Prove that: $E[\int^{\tau}_{0} f(t)d\omega(t)]=0$ and $E\mid \int^{\tau}_{0} f(t)d\omega(t)\mid^2=E[\int^{\tau}_{0} f^2(t)dt]$.

Question

Suppose $f \in L^{2}_{\omega} [0, \infty]$, and $\tau$ is a stopping time such that $E[\int^{\tau}_{0} f^2(t)dt]<\infty$. Prove that:

$E[\int^{\tau}_{0} f(t)d\omega(t)]=0$ and $E\mid \int^{\tau}_{0} f(t)d\omega(t)\mid^2=E[\int^{\tau}_{0} f^2(t)dt]$.

where $\omega(t)$ is a Brownian motion and $L^{2}_{\omega} [0, \infty]$ is the class of all nonanticipative functions.

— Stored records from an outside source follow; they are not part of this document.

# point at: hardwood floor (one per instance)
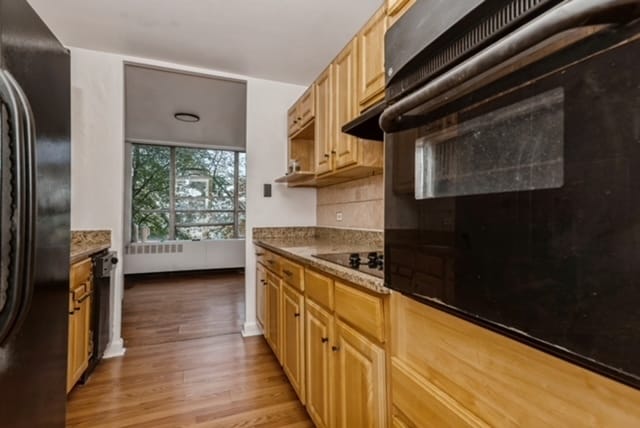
(186, 364)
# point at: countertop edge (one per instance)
(87, 252)
(371, 283)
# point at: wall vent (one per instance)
(151, 249)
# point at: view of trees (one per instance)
(208, 200)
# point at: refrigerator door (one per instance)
(33, 357)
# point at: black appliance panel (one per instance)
(34, 358)
(555, 267)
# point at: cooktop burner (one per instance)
(371, 262)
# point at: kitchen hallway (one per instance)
(186, 363)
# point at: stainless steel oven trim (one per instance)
(564, 17)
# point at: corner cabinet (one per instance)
(371, 60)
(324, 122)
(78, 345)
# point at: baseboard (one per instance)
(251, 329)
(115, 349)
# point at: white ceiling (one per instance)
(154, 96)
(284, 40)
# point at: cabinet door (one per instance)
(306, 106)
(292, 120)
(397, 8)
(261, 285)
(273, 313)
(71, 345)
(293, 338)
(360, 380)
(319, 335)
(345, 80)
(371, 60)
(324, 113)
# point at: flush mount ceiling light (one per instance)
(187, 117)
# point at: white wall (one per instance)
(97, 165)
(267, 105)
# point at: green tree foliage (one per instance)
(205, 192)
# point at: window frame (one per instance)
(172, 211)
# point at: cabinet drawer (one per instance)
(271, 262)
(292, 274)
(319, 288)
(362, 310)
(81, 272)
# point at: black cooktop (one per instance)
(370, 262)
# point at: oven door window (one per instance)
(515, 148)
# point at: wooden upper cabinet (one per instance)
(324, 122)
(345, 80)
(360, 380)
(371, 60)
(293, 338)
(301, 113)
(306, 106)
(318, 335)
(397, 8)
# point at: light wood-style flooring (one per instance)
(186, 364)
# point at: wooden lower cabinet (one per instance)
(78, 346)
(319, 333)
(272, 315)
(335, 361)
(293, 338)
(360, 380)
(261, 287)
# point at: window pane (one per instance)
(150, 190)
(205, 179)
(205, 232)
(242, 181)
(158, 224)
(242, 224)
(204, 218)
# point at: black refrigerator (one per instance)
(34, 220)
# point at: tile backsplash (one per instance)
(361, 203)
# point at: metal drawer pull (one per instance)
(566, 16)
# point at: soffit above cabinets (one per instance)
(154, 96)
(283, 40)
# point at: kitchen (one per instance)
(499, 303)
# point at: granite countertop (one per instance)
(302, 250)
(87, 243)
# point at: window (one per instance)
(187, 194)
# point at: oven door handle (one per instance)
(568, 15)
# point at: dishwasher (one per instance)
(104, 264)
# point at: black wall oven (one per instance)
(513, 174)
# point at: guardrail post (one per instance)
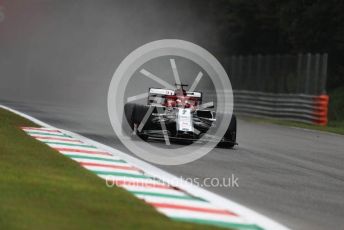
(308, 72)
(323, 77)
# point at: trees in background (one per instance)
(285, 26)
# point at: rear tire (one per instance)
(135, 114)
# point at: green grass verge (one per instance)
(333, 127)
(42, 189)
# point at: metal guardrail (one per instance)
(297, 107)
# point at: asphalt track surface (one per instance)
(56, 62)
(292, 175)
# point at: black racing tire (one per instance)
(127, 119)
(134, 113)
(230, 134)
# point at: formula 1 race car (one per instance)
(177, 114)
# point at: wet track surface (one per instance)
(56, 62)
(292, 175)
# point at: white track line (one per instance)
(214, 199)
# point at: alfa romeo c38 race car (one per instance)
(175, 115)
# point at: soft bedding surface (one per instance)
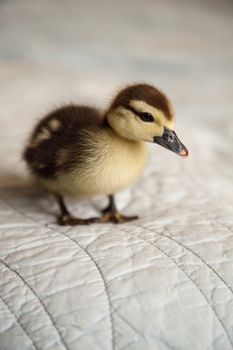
(164, 281)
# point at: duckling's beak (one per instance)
(170, 141)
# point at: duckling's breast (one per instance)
(109, 164)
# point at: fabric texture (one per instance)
(164, 281)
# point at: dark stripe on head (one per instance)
(143, 92)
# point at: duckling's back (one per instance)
(58, 134)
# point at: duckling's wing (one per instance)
(58, 140)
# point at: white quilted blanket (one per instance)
(162, 282)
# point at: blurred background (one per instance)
(54, 52)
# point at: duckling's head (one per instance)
(143, 113)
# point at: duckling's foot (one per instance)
(117, 218)
(110, 213)
(69, 220)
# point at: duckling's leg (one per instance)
(110, 213)
(66, 218)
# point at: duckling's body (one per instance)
(73, 152)
(80, 151)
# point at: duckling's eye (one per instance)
(146, 117)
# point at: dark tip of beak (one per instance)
(170, 141)
(184, 153)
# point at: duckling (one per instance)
(82, 152)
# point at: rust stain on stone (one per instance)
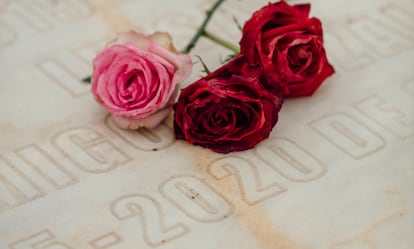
(255, 218)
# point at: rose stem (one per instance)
(220, 41)
(202, 28)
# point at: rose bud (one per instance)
(228, 110)
(135, 78)
(288, 45)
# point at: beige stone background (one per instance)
(337, 172)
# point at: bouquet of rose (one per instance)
(235, 107)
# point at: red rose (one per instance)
(289, 47)
(228, 110)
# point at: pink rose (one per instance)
(136, 78)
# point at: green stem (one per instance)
(202, 28)
(233, 47)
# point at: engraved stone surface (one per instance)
(336, 173)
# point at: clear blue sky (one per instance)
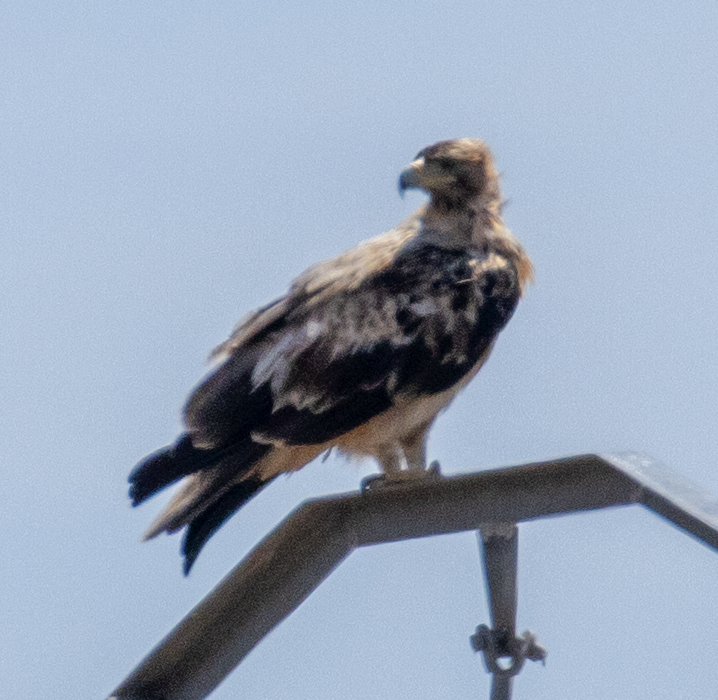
(166, 167)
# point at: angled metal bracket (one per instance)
(277, 576)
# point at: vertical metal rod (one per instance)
(501, 687)
(499, 548)
(499, 544)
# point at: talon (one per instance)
(372, 481)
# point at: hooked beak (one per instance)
(411, 177)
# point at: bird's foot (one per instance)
(375, 481)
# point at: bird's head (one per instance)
(453, 173)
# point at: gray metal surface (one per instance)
(292, 561)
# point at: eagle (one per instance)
(361, 354)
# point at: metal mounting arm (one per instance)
(276, 577)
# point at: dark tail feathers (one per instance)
(168, 465)
(210, 520)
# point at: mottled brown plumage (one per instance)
(361, 354)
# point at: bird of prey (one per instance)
(360, 355)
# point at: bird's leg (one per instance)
(390, 462)
(415, 453)
(414, 448)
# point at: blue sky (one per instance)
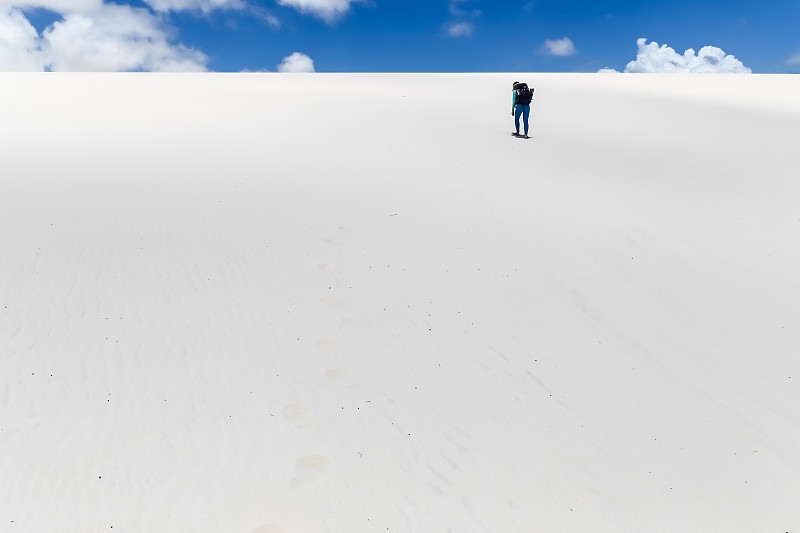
(398, 35)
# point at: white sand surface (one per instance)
(264, 303)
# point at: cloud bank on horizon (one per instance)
(97, 35)
(652, 58)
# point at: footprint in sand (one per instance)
(309, 469)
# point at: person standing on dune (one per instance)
(521, 105)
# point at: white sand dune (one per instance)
(272, 303)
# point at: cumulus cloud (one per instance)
(19, 43)
(327, 10)
(296, 63)
(710, 59)
(560, 47)
(462, 24)
(92, 36)
(115, 38)
(460, 29)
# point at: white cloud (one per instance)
(204, 6)
(560, 47)
(327, 10)
(116, 38)
(57, 6)
(19, 43)
(460, 29)
(108, 37)
(461, 25)
(710, 59)
(296, 63)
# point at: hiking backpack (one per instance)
(524, 94)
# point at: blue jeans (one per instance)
(525, 111)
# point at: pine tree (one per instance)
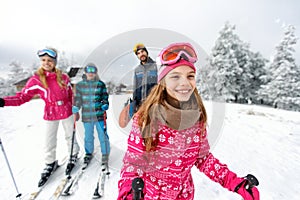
(232, 68)
(283, 88)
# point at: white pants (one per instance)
(51, 138)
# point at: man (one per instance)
(145, 76)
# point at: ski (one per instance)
(69, 189)
(101, 181)
(64, 181)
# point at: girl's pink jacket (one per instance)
(167, 170)
(58, 101)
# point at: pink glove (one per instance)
(247, 189)
(125, 194)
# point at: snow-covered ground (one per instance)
(254, 139)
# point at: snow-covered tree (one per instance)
(283, 88)
(232, 68)
(63, 62)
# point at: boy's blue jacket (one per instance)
(91, 95)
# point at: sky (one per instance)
(78, 27)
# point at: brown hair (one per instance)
(158, 96)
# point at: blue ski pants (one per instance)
(89, 137)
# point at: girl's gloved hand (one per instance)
(75, 109)
(104, 107)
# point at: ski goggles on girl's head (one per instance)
(176, 51)
(90, 69)
(48, 52)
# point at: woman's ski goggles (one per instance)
(176, 51)
(90, 69)
(48, 52)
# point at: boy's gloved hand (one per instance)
(75, 109)
(247, 190)
(2, 102)
(104, 107)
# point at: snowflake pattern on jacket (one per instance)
(166, 171)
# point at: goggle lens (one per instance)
(172, 54)
(91, 69)
(48, 52)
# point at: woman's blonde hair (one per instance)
(158, 96)
(41, 73)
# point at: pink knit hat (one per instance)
(165, 69)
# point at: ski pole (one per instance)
(137, 187)
(72, 145)
(106, 141)
(12, 176)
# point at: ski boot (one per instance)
(71, 164)
(104, 160)
(86, 160)
(49, 169)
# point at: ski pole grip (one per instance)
(137, 187)
(252, 181)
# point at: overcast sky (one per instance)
(78, 27)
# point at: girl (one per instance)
(54, 87)
(169, 137)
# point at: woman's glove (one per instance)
(104, 107)
(75, 109)
(2, 102)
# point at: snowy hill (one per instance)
(258, 140)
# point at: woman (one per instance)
(54, 87)
(169, 137)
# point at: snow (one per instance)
(253, 139)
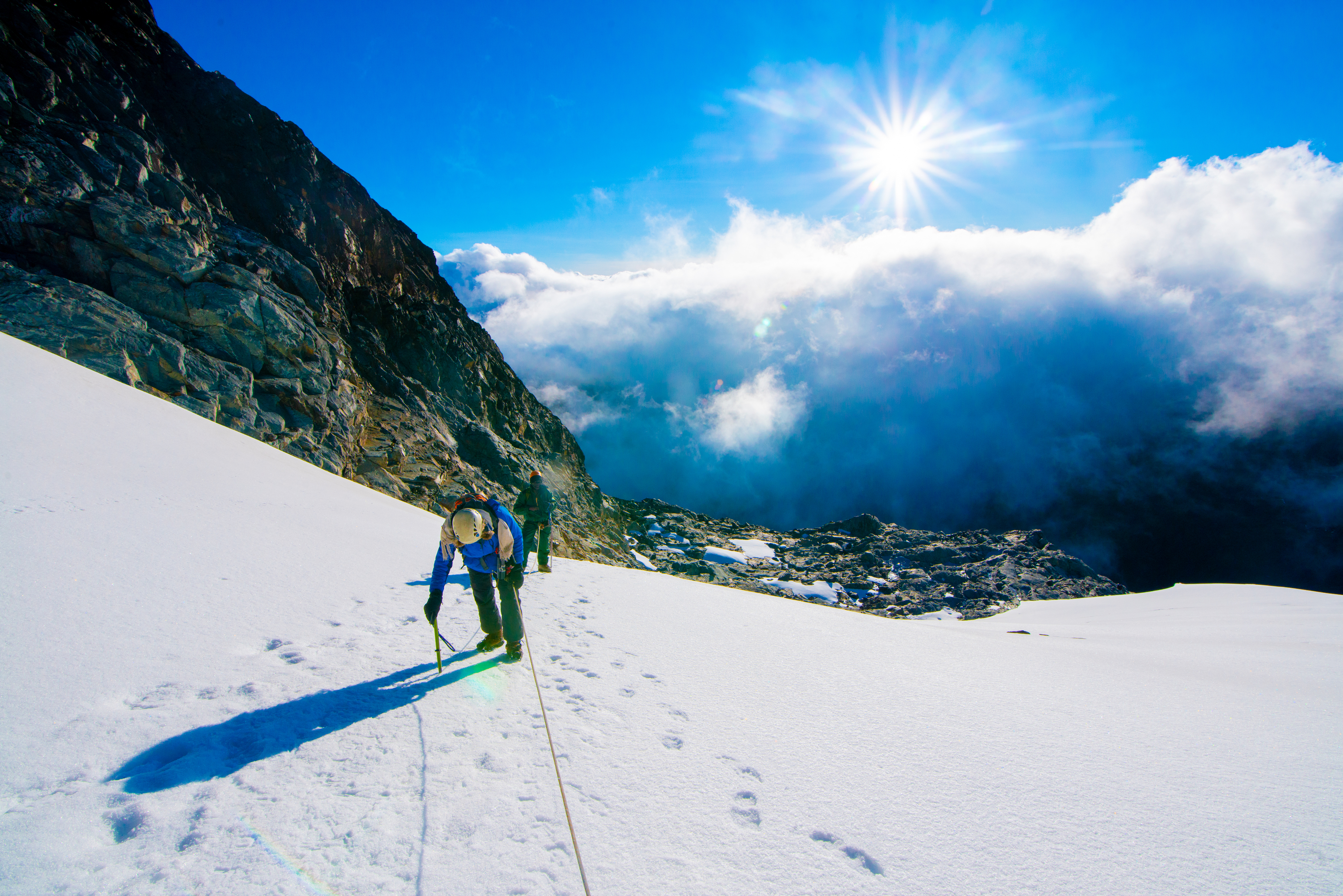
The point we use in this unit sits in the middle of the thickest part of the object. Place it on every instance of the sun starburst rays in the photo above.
(899, 151)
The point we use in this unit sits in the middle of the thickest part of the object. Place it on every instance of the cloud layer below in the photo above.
(1189, 340)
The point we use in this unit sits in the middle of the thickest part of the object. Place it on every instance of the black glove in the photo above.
(436, 600)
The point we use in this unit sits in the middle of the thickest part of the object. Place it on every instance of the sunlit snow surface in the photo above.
(237, 638)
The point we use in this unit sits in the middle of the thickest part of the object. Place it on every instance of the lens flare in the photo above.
(900, 148)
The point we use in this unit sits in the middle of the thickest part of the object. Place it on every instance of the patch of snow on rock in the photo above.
(754, 548)
(723, 556)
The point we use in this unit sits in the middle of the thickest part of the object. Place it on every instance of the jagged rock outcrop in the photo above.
(861, 564)
(162, 227)
(165, 229)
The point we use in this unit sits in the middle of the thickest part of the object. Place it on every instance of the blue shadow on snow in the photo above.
(219, 750)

Progress: I can show the first equality but I'm stuck on the second one. Thank you!

Answer 1

$\int_0^\tau \! f(x) \, \mathrm{d}wt=\int_0^T \mathbb{1} \{ t \leq\tau \} f(x) \, \mathrm{d}wt$. You just need to show that $\mathbb{1} \{ t \leq\tau \} f(x) \in \mathbb{L}_w^2[0,T]$, which shouldn't be a problem, then you can apply Ito's isometry.